«Il faut ouvrir la boîte noire du génome des blés»
Un consortium s’est lancé en 2005 dans le séquençage du blé cultivé. Selon Catherine Feuillet, une de ses directrices, ce projet permettrait de diversifier le patrimoine génétique des semences.
Le blé, première source de protéine agricole, commence livrer son génome. Cette semaine, la revue Nature a publié deux articles d’équipes chinoises révélant les brouillons des génomes de Triticum urartu et Aegilops tauschii, descendants des ancêtres des blés actuels (1). Un consortium mondial s’attaque depuis huit ans au décryptage du génome des blés cultivés. Catherine Feuillet, l’une de ses six présidentes, directrice de recherches l’Institut national de recherches agronomique (Inra) Clermont-Ferrand, fait le point.
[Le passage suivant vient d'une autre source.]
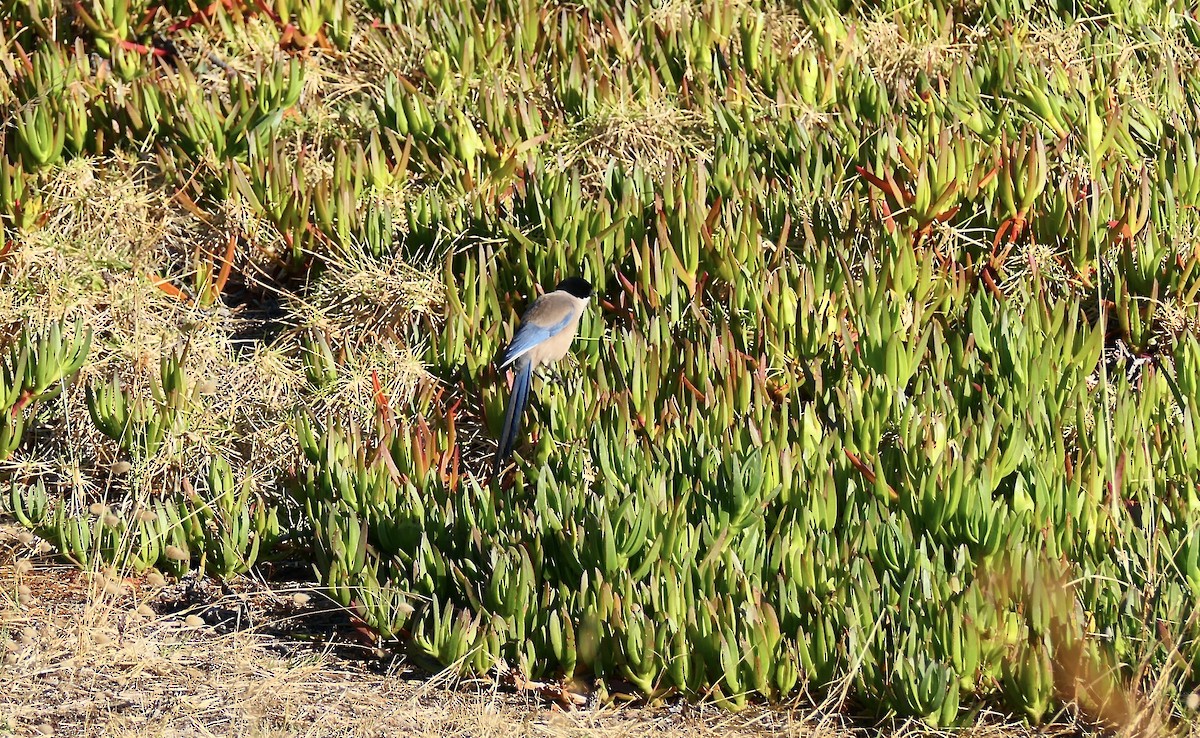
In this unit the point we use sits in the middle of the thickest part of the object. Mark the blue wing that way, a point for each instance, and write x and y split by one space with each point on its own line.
529 335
Où en est le séquençage du génome du blé ?La génétique du blé pose des problèmes redoutables. Les blés tendres (Triticum estivum), qui constituent 95% des surfaces cultivées et sont panifiables, ont un triple génome et probablement plus de 90 000 gènes, contre moins de 30 000 pour l’homme. Ce triple génome provient de deux fusions génétiques. La première est survenue il y a environ un million d’années entre des ancêtres sauvages, dont l’un très proche du Triticum urartu, étudié par une équipe chinoise, qui a produit l’ancêtre du blé dur utilisé pour les pâtes. Puis, lors de la domestication du blé, il y a dix mille ans en Mésopotamie, une seconde fusion entre un blé cultivé et la plante sauvage Aegilops tauschii a introduit le gène de «tendreté», mais aussi un troisième génome entier pour former l’ancêtre du blé tendre.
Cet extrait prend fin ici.